One such exercise is really a combo—the Flamingos/Single-Leg RDLs that Detroit Tigers ace Justin Verlander uses to improve his balance so he can maintain stability when throwing 100-mph fastballs. Javair Gillett, Tigers strength coach, explains that Flamingos engage your lower body and core stabilizer muscles, and keep you from falling over, when you catch the med ball. The Single-Leg RDL component forces the hips and core to react and control the med ball, resulting in improved balance and muscle coordination in explosive movements.

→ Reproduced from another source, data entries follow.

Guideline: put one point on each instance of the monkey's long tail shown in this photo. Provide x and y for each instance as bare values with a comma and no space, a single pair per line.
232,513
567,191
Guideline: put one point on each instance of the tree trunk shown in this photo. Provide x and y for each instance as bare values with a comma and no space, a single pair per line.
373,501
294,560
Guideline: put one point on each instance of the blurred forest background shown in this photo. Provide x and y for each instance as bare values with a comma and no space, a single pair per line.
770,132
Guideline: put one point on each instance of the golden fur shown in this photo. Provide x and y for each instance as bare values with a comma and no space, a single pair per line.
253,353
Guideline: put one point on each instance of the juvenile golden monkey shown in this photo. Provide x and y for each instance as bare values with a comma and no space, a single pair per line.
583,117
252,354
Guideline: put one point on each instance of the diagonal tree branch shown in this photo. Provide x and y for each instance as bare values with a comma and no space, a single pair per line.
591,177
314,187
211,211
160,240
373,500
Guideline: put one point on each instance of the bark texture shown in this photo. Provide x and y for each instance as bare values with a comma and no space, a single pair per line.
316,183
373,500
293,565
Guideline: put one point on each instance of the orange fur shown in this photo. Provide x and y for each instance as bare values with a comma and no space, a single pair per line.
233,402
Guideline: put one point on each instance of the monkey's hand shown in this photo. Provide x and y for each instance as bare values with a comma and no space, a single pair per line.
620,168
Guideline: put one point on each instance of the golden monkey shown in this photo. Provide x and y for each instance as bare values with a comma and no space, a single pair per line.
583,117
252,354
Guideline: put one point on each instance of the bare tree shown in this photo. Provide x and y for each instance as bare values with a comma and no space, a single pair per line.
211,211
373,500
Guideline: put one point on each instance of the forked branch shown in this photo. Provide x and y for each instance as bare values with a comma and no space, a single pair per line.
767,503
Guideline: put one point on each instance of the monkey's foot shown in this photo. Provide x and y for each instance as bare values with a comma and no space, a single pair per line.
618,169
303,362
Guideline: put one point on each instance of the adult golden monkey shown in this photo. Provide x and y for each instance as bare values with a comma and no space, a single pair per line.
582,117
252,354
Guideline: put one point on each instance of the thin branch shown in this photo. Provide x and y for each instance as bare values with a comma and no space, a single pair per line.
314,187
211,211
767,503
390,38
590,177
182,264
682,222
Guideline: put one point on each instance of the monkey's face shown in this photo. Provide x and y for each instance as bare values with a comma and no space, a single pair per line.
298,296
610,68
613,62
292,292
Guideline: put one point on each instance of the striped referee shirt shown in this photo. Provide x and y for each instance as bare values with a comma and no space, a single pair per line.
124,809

When beginning this exercise, simply stand on the floor and use a light weight med ball. As your balance improves, perform barefoot or use an Airex Pad and a heavier med ball to make it more challenging.

Play the above video to watch Verlander performing the Flamingo/Single-Leg RDL combo.

  • Assume athletic position, standing on one foot with partner to side
  • Catch med ball and immediately toss back to partner
  • Repeat for specified reps with partner changing throwing positions
  • Continue standing on one foot, with partner in front
  • Catch med ball and immediately lower it to toes
  • Drive up through hips and toss med ball to partner
  • Return to start position; repeat for specified reps

Sets/Reps: 3x15 [Flamingos], 3x8 [Single-Leg RDLs]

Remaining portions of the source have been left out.